А потом что-то случилось. Все рухнуло. Патрик снова утратил равновесие. Отношения между нами троими дали трещину. Патрик исчезал из дома и не приходил ночевать. Паскуале ходил его разыскивать. Длилось это довольно долго, и жизнь стала невыносимой.
Отношения между Питом и Паскуале ухудшились, несмотря на то что сын начал работать вместе с ним. В фильме «Оружие» Патрик выступил в качестве помощника режиссера и даже получил небольшую роль. Но длилось это очень недолго — он исчез в самый разгар работы, и никто даже представления не имел, где его искать.

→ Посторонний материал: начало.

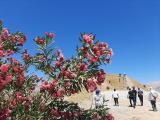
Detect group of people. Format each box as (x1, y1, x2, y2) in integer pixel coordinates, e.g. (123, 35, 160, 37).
(92, 87, 159, 112)
(127, 87, 143, 108)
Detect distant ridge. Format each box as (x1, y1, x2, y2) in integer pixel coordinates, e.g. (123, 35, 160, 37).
(149, 81, 160, 92)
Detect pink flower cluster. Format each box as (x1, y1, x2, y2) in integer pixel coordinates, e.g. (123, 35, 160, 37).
(41, 80, 65, 98)
(0, 28, 26, 57)
(35, 32, 55, 45)
(0, 64, 13, 91)
(91, 113, 114, 120)
(87, 78, 97, 92)
(80, 34, 113, 65)
(0, 57, 27, 92)
(85, 70, 106, 92)
(51, 108, 81, 120)
(55, 49, 64, 68)
(22, 49, 32, 62)
(45, 32, 55, 39)
(0, 108, 12, 120)
(35, 37, 45, 45)
(82, 34, 94, 45)
(96, 70, 106, 85)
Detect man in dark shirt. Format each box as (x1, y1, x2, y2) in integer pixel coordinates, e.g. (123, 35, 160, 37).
(128, 88, 133, 107)
(138, 88, 143, 106)
(132, 86, 137, 108)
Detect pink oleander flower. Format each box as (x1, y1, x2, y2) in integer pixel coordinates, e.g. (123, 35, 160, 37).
(7, 49, 14, 55)
(50, 79, 58, 89)
(0, 64, 10, 72)
(51, 109, 61, 118)
(88, 39, 93, 45)
(70, 73, 77, 79)
(57, 49, 61, 56)
(24, 100, 32, 112)
(80, 63, 87, 72)
(92, 112, 100, 120)
(97, 71, 106, 85)
(90, 57, 99, 64)
(66, 89, 71, 95)
(72, 89, 78, 94)
(93, 45, 99, 51)
(85, 52, 91, 59)
(95, 50, 101, 57)
(20, 35, 26, 44)
(74, 111, 81, 116)
(35, 37, 45, 45)
(108, 48, 113, 56)
(83, 34, 94, 45)
(0, 108, 12, 120)
(15, 92, 25, 102)
(65, 81, 71, 88)
(87, 79, 97, 92)
(0, 43, 3, 50)
(22, 50, 31, 61)
(23, 53, 31, 61)
(0, 50, 6, 57)
(59, 54, 64, 62)
(45, 32, 55, 39)
(41, 81, 50, 90)
(10, 99, 17, 108)
(16, 75, 25, 87)
(57, 88, 64, 98)
(105, 114, 114, 120)
(57, 49, 64, 62)
(55, 61, 61, 68)
(63, 112, 73, 120)
(64, 70, 71, 77)
(5, 74, 13, 83)
(2, 28, 10, 35)
(82, 46, 89, 52)
(49, 32, 55, 39)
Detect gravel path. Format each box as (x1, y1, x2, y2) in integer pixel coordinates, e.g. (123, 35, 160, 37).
(104, 91, 160, 120)
(68, 91, 160, 120)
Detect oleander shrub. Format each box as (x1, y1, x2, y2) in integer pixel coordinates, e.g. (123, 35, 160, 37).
(0, 20, 114, 120)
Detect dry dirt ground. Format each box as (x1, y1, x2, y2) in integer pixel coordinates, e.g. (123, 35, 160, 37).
(66, 91, 160, 120)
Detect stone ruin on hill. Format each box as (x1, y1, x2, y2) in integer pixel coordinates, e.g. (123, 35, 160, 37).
(103, 74, 149, 90)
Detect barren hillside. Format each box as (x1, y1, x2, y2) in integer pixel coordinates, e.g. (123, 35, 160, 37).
(103, 74, 149, 90)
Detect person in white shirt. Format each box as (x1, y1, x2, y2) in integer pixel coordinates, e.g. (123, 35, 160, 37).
(112, 89, 119, 106)
(91, 89, 105, 109)
(148, 87, 158, 111)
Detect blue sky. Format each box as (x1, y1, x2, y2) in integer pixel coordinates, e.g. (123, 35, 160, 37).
(0, 0, 160, 83)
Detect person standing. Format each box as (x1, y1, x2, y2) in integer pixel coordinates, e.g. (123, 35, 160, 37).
(148, 87, 158, 111)
(112, 89, 119, 106)
(132, 87, 137, 108)
(128, 88, 133, 107)
(91, 89, 105, 109)
(138, 88, 143, 106)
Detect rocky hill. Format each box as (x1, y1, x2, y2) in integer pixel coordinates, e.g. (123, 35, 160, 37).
(99, 74, 149, 91)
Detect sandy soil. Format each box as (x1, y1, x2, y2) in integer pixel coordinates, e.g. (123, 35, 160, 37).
(67, 91, 160, 120)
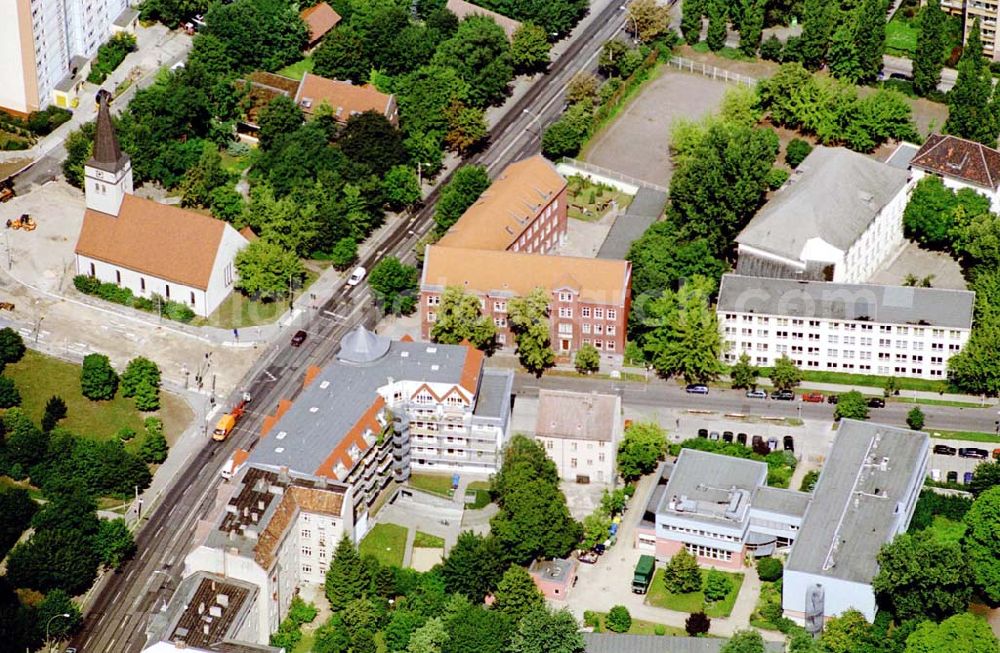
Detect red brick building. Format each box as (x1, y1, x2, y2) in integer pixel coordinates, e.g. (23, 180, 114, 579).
(420, 245, 631, 356)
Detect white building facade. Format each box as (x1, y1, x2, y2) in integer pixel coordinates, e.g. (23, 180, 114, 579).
(718, 275, 975, 380)
(533, 390, 621, 484)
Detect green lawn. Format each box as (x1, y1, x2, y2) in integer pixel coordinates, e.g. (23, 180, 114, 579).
(930, 430, 1000, 444)
(645, 568, 744, 618)
(890, 397, 986, 409)
(292, 631, 315, 653)
(566, 175, 633, 222)
(466, 481, 492, 509)
(359, 523, 408, 567)
(192, 270, 319, 329)
(277, 56, 314, 80)
(777, 369, 951, 394)
(594, 612, 687, 636)
(885, 16, 919, 55)
(408, 472, 455, 498)
(219, 150, 252, 175)
(925, 515, 967, 545)
(689, 41, 754, 61)
(413, 531, 445, 548)
(4, 349, 191, 443)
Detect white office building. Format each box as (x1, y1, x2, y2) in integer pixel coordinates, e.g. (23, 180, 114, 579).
(717, 274, 975, 380)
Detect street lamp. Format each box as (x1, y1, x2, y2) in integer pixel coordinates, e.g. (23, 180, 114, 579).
(522, 108, 542, 135)
(625, 12, 640, 43)
(46, 612, 71, 652)
(416, 161, 433, 188)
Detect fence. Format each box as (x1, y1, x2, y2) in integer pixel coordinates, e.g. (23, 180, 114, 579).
(666, 56, 759, 87)
(559, 158, 668, 194)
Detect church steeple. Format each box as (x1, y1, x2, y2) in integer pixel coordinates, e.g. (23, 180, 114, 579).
(84, 90, 133, 215)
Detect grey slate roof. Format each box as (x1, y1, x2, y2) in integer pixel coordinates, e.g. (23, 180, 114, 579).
(535, 389, 619, 441)
(249, 328, 479, 474)
(583, 633, 785, 653)
(785, 420, 929, 584)
(885, 142, 920, 170)
(736, 146, 909, 261)
(474, 368, 512, 419)
(717, 274, 975, 330)
(752, 486, 811, 518)
(657, 449, 768, 528)
(597, 188, 667, 259)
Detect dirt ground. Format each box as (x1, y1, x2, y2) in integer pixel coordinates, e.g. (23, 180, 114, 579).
(869, 240, 967, 290)
(582, 70, 730, 187)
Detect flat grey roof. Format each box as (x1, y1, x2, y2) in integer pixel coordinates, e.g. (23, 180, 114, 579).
(736, 146, 909, 261)
(250, 328, 479, 474)
(786, 420, 928, 584)
(529, 557, 574, 584)
(583, 633, 785, 653)
(535, 389, 619, 441)
(113, 6, 139, 26)
(717, 274, 975, 330)
(597, 188, 666, 259)
(753, 486, 811, 518)
(885, 142, 920, 170)
(657, 449, 768, 528)
(474, 368, 513, 419)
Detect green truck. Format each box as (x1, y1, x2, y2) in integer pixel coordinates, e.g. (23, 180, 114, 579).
(632, 555, 655, 594)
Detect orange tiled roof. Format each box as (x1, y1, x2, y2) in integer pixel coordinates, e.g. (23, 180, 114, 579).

Тогда Патрику исполнилось двадцать лет. Вскоре он сблизился с девушкой из Сицилии, и у него родилась дочь. Это обстоятельство позволило ему освободиться от военной службы, но он использовал его и как предлог для того, чтобы бросить университет, в котором только-только начал учиться. Патрик намеревался стать архитектором по интерьеру: у него были все данные для того, чтобы учиться и работать в этой области.
Его дочка родилась на два месяца раньше моей. Назвали ее Лючиллой. В тот период нас снова потянуло друг к другу: эти две малышки сблизили нас. Я вдруг стала бабушкой его дочери, а он — братом новорожденной, которая была на два месяца младше ее. На какое-то время наши отношения стали почти что идиллическими.

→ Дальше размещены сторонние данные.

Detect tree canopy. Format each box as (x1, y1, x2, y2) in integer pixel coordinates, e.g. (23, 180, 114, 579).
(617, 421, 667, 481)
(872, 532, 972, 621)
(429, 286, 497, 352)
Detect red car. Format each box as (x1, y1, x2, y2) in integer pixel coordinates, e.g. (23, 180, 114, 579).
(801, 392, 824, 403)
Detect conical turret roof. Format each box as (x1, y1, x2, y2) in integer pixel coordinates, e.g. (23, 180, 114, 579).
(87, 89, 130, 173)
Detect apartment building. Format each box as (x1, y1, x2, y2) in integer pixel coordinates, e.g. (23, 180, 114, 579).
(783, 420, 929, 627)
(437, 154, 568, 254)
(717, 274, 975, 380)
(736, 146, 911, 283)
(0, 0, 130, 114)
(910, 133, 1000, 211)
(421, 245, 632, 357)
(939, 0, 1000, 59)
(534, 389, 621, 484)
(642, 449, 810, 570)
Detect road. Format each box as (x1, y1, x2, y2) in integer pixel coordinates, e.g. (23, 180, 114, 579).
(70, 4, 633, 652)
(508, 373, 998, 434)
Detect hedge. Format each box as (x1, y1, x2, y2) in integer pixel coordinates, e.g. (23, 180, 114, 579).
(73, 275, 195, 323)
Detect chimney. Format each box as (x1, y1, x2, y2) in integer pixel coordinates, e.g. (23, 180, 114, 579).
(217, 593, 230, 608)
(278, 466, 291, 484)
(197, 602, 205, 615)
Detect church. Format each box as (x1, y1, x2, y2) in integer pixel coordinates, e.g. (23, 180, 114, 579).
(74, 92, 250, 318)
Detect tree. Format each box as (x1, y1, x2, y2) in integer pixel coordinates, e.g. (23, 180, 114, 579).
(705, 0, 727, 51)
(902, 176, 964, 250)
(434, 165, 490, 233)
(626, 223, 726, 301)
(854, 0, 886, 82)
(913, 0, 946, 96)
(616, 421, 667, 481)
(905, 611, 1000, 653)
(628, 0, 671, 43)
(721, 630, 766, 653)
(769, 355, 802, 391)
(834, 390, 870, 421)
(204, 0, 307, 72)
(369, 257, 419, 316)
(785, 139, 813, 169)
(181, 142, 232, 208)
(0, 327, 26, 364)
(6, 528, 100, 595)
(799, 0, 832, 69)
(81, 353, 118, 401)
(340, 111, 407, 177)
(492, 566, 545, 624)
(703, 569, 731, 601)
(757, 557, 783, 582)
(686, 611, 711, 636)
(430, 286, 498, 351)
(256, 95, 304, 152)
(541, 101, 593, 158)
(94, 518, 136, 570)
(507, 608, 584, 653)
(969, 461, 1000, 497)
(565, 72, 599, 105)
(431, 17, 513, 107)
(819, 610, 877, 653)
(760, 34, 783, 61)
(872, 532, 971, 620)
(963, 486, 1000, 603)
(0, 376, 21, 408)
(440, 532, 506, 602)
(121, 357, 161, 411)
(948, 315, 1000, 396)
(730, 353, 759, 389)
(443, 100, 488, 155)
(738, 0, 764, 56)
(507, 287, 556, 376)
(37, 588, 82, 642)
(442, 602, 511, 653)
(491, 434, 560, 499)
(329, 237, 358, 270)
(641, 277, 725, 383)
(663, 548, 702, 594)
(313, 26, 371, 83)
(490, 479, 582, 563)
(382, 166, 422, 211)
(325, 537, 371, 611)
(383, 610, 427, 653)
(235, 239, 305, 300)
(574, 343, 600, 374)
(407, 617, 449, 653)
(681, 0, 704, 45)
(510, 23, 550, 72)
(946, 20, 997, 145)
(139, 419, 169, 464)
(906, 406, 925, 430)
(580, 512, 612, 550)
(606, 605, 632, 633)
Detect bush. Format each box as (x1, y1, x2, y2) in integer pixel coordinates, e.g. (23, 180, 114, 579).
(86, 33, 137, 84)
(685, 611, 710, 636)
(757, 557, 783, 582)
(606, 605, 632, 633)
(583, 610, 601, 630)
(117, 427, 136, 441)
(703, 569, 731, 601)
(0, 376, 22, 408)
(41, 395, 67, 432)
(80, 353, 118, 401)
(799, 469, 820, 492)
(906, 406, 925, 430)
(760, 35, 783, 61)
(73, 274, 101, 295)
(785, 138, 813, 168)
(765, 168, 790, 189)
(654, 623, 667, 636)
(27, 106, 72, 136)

Но длилось это недолго: Пит стал проявлять нетерпимость, больше не мог жить в Италии и уехал в Нью-Йорк. Официальный предлог — желание возобновить учебу в Нью-Йоркском университете. А на деле это было проявлением все того же внутреннего беспокойства…
Я смотрела на него — в двадцать лет он уже был отцом… Кто знает, почему дети, хотят они того или нет, повторяют опыт своих родителей. Пит столько страдал из-за истории своего рождения, а сам произвел на свет ребенка, которому была уготована примерно та же участь.
В двадцать два года он поселился в Нью-Йорке один. Вскоре к нему присоединилась старшая дочь Паскуале, Виттория, учившаяся там в университете: какое-то время они снимали общую квартиру в Бруклине и занимались, можно сказать, вместе. Да только Пит опять не выдержал, забросил учебу, стал художником по ювелирным изделиям и работал, кстати, небезуспешно. Он пытался заниматься этой деятельностью и в Италии, но жить в Италии сын совершенно не может… Не знаю, не я ли — подлинная причина такой его нетерпимости: слишком уж известная, назойливая и важная у него мать. Питу, с его обостренной чувствительностью, всегда казалось, что его принимают лишь как моего сына. И это всегда ужасно его угнетало.